La confusion des territoires
Alors que les agences de presse avaient évoqué 16 morts, le bilan réel serait de 9 tués, sous réserve que les blessés graves ne succombent pas ultérieurement de leurs blessures. Selon la télévision publique turque, les commandos israéliens avaient une liste de personnes à éliminer, mais la résistance des passagers ayant perturbé le plan, seul le poète Raed Salah a été atteint.

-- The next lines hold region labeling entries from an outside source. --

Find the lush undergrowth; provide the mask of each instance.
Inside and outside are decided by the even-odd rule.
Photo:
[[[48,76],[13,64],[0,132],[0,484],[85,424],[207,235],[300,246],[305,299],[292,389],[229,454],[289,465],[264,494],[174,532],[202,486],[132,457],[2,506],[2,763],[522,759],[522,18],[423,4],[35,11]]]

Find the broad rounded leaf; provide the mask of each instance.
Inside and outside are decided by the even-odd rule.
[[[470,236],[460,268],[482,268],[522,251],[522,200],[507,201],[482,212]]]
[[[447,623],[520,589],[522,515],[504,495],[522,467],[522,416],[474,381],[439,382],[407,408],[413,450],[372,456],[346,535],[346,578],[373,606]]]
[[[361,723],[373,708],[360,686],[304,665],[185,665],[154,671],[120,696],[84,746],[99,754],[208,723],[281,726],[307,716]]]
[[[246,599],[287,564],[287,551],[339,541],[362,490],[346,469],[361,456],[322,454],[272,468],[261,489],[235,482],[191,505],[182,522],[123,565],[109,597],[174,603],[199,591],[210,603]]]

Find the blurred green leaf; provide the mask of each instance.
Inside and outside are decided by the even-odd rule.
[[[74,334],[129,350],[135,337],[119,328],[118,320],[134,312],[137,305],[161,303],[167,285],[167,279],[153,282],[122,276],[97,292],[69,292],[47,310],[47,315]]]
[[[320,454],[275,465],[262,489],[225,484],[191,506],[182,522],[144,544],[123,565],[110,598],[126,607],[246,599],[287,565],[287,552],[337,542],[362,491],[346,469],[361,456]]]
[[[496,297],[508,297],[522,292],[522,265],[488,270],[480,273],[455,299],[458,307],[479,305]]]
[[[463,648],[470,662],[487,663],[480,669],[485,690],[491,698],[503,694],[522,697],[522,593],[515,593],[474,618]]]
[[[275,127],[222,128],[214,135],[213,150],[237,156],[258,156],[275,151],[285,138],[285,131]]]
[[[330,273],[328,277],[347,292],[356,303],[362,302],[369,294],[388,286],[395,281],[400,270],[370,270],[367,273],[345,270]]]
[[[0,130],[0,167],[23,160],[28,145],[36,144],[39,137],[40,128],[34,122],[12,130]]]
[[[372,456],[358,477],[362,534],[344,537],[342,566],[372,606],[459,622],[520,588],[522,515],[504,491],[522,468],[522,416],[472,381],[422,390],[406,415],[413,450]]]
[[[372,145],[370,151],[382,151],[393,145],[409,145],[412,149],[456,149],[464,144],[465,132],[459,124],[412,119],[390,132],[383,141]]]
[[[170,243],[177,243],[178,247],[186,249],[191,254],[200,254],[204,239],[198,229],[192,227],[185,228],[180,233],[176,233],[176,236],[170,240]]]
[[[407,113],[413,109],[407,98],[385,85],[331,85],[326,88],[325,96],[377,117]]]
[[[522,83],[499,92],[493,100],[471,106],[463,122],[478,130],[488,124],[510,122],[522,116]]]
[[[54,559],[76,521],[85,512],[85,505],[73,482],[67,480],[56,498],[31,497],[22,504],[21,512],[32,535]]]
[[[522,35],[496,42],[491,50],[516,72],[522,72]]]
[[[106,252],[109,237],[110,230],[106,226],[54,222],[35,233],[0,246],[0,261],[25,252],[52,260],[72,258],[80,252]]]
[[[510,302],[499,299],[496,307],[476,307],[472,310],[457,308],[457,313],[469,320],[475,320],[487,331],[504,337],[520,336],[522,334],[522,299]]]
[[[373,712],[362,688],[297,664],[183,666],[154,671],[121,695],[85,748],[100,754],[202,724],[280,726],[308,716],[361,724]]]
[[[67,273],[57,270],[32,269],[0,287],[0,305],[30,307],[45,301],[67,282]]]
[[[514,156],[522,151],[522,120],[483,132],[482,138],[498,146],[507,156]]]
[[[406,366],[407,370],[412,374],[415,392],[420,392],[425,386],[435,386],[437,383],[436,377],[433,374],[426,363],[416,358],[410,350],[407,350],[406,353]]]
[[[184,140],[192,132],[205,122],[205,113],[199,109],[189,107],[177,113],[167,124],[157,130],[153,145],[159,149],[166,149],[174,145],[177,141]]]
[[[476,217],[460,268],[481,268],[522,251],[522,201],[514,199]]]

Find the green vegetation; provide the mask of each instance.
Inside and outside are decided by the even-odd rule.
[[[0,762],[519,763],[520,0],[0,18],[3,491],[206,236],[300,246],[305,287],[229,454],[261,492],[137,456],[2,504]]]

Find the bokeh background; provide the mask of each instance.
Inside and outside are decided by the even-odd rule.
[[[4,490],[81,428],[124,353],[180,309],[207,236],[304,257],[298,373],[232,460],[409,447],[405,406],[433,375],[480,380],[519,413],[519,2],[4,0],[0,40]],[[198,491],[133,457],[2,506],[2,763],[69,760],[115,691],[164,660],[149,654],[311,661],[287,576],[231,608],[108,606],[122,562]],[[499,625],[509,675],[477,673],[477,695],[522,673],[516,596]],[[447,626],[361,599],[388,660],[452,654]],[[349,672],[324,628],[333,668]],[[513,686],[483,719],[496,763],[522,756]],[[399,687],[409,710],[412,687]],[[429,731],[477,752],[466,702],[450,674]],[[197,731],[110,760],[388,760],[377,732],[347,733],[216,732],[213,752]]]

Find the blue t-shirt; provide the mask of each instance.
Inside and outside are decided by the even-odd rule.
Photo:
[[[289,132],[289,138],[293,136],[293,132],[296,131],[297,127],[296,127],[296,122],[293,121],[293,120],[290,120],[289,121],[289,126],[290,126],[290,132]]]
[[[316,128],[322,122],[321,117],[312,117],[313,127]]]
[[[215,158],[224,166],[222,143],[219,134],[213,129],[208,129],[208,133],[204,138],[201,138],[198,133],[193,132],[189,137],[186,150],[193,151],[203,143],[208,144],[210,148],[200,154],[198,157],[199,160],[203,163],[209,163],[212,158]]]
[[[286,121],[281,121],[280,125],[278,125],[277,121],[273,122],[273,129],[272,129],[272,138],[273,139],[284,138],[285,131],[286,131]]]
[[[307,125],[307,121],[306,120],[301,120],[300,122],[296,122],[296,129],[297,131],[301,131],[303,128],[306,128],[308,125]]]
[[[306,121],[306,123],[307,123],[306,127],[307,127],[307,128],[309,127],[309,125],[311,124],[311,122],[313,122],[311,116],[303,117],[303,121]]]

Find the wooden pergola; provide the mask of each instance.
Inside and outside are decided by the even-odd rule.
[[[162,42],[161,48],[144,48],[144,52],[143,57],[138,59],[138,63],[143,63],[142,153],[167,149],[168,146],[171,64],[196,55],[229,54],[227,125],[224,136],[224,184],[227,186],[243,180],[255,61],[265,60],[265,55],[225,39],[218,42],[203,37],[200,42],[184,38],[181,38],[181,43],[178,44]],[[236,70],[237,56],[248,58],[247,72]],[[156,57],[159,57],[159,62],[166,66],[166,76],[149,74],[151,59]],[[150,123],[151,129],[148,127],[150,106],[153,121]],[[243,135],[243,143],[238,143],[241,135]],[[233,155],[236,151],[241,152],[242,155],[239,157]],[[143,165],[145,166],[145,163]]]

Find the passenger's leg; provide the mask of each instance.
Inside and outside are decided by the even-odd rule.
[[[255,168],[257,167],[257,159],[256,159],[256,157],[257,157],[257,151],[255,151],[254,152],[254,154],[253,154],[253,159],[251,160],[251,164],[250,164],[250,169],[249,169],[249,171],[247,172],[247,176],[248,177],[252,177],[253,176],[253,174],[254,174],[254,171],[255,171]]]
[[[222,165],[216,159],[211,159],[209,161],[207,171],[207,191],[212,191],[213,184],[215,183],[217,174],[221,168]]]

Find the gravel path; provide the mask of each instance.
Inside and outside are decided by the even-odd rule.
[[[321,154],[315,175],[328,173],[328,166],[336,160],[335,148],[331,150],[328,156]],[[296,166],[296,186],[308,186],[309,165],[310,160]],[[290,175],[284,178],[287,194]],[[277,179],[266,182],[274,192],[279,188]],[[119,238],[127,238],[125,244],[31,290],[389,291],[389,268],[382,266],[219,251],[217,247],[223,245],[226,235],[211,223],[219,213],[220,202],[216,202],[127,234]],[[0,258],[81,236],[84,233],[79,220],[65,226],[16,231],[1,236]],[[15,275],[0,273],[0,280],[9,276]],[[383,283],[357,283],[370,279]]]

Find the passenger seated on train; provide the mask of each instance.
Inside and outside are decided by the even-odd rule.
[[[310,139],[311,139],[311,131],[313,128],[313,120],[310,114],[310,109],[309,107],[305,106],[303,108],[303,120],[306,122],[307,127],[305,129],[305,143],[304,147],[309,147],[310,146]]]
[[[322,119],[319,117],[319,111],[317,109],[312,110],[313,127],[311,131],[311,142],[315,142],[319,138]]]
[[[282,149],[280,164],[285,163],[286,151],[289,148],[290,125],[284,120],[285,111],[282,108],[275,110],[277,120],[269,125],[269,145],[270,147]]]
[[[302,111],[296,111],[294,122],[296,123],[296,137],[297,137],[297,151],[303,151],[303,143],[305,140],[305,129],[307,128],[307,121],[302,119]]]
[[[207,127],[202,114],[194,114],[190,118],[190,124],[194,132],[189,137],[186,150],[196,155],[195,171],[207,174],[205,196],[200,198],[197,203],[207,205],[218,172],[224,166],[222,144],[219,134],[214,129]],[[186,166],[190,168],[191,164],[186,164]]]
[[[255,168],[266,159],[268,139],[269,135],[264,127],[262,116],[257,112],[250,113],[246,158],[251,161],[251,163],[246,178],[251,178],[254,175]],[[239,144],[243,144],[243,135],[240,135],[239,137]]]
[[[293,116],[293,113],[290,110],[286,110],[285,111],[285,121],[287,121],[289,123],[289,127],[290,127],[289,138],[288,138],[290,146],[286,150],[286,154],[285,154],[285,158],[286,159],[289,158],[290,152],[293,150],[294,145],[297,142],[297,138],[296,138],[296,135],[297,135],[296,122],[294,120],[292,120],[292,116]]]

Il est probable qu’au moment de donner l’ordre de l’assaut, le gouvernement Netanyahu savait que le Mavi Marmara avait été enregistré aux Comores. Les commandos croyaient donc commettre des violences en territoire comorien.
Or, les organisateurs, soutenus par les autorités turques avaient hissé le pavillon turc et non celui des Comores. En outre, ils avaient déployé un gigantesque drapeau turc sur le flanc du cargo. Selon la jurisprudence de
la Cour permanente de Justice de La Haye [10], le bateau n’était donc pas territoire comorien, mais turc. Il avait d’ailleurs déjà changé de nationalité lorsqu’il avait rejoint le reste de la flottille et la République de Chypre lui avait refusé le mouillage à cause de cela.

Tous les débats sur l’échec du renseignement israélien ne portent que sur cela : comment le Mossad a-il pu ignorer le changement de nationalité du cargo ?

Toutes les déclarations gênées de chancelleries, à Washington, à Paris et ailleurs, demandant que les faits soient établis avant qu’elles ne se prononcent sur les conséquences juridiques, portent sur ce point jamais énoncé : au moment de l’assaut, le Mavi Marmara était-il territoire comorien ou turc ? 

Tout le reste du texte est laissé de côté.